The name was originally applied to δ and θ Leonis.


Leo in The Book of the Birth of Iskandar
Source: wellcomecollection.org

Leo Minor

The Borgian Globe

The Borgian Globe is an Arabic celestial globe manufactured in 1225 and recovered in 1790 by Cardinal Stefano Borgia. It shows the Ptolemaic constellations, inscribed in Kufic characters.

In addition, it shows two constellations not shown on any other globe. One square underneath the "Tail" of Ursa Major at the location of modern day Canes Venatici. The other one is an oval shape, enclosing eight stars in the location of the modern constellations Lynx and Leo Minor.

al thibā᾽ wa‑aulāduhā on the Borgian Globe
Source: atlascoelestis.com

R.H. Allen cites two different interpretations. German astronomer C.L. Ideler described the formation as al thibā᾽ wa‑aulāduhā, a Gazelle with her Young. Arabist Friedrich Wilhelm Lach, on the other hand, called it al haud, the Pond (into which the Gazelle jumps).

Sources: R.H. Allen, atlascoelestis.com


Medieval Islamic Astronomy

The brightest star in the constellation Lyra is Vega. According to Ian Ridpath, the name "... comes from the Arabic words al-nasr al-waqi’ that can mean either ‘the swooping eagle’ or ‘vulture’, for the Arabs saw both an eagle and a vulture here.
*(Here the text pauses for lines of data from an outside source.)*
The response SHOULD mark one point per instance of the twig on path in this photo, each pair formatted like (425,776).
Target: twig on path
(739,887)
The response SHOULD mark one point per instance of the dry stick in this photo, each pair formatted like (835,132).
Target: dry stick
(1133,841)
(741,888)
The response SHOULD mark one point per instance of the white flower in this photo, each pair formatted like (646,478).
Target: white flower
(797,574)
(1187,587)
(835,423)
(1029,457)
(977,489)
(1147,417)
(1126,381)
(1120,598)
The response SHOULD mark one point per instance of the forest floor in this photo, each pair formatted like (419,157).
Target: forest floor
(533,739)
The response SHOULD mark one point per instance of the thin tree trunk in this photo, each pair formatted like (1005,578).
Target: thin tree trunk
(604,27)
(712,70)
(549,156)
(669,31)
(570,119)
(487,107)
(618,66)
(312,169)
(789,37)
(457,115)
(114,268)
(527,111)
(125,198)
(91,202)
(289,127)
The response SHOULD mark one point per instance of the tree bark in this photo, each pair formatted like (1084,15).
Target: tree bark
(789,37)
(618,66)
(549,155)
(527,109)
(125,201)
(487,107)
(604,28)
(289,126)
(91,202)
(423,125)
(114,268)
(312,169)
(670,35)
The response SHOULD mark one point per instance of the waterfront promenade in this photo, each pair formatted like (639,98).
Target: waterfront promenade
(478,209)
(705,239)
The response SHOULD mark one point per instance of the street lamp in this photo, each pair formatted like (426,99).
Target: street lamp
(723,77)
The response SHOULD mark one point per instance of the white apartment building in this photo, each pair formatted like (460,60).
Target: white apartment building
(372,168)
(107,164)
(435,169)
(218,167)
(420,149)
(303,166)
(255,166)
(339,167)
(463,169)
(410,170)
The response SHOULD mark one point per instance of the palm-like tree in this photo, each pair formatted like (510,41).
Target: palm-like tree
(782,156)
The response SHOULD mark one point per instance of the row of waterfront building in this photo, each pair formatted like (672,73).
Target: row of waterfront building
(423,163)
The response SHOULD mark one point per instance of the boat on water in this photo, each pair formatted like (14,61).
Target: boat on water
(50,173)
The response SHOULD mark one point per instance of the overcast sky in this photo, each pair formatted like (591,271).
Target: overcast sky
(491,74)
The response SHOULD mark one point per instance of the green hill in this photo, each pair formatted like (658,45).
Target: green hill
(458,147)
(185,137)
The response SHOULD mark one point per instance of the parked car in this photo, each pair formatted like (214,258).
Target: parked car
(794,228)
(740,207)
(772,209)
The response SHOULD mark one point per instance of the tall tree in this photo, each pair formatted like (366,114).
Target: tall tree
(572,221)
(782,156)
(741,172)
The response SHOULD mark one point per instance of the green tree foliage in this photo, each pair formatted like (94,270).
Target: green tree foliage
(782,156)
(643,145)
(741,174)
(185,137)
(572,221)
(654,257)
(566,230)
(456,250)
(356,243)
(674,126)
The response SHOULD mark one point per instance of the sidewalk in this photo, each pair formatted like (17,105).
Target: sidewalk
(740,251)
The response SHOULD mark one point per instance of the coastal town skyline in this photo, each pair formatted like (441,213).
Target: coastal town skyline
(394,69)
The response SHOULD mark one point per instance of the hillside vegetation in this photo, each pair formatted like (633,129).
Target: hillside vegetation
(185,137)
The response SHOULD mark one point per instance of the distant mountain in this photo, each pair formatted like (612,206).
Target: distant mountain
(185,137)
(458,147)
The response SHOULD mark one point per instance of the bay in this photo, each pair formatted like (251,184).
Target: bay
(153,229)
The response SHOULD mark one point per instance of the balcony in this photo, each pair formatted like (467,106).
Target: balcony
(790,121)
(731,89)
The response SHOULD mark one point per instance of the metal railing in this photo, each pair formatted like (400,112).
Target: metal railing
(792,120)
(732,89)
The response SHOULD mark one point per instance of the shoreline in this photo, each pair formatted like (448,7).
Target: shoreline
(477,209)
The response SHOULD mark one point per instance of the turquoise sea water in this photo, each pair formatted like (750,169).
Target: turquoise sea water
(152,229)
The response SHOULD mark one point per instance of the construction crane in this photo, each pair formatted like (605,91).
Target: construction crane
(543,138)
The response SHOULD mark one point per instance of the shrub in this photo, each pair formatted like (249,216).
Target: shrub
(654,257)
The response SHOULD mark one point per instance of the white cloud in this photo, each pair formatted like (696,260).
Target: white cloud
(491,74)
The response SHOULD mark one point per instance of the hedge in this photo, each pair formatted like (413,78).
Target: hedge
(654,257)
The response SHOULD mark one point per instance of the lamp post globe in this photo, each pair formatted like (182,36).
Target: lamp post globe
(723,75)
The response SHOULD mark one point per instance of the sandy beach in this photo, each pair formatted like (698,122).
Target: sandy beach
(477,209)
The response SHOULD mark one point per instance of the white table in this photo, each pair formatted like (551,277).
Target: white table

The constellation was often depicted on star maps as a bird positioned behind a lyre ... It seems that the Arabs visualized Vega and its two nearby stars Epsilon and Zeta Lyrae as an eagle with folded wings, swooping down in its prey, whereas in the nearby constellation Aquila, the star Altair and its two attendant stars gave the impression of a flying eagle with wings outstretched."

Source:Ian Ridpath

Lyra in "Uranographia"
Joannes Hevelius, 1690
Source: Atlas Coelestis

Milky Way

Medieval Islamic Astronomy

Ian Ridpath tells us, that "...to the Arabs of the Middle Ages the Milky Way was known as al-madjarra, from a word meaning a place where something is pulled or drawn along, such as a cart track."

Persian astronomer Abū Rayhān al-Bīrūnī (973–1048) described the Milky Way as "... a collection of countless fragments of the nature of nebulous stars."

Syrian scholar Ibn Qayyim Al-Jawziyya (1292–1350) proposed that the Milky Way is "a myriad of tiny stars packed together in the sphere of the fixed stars."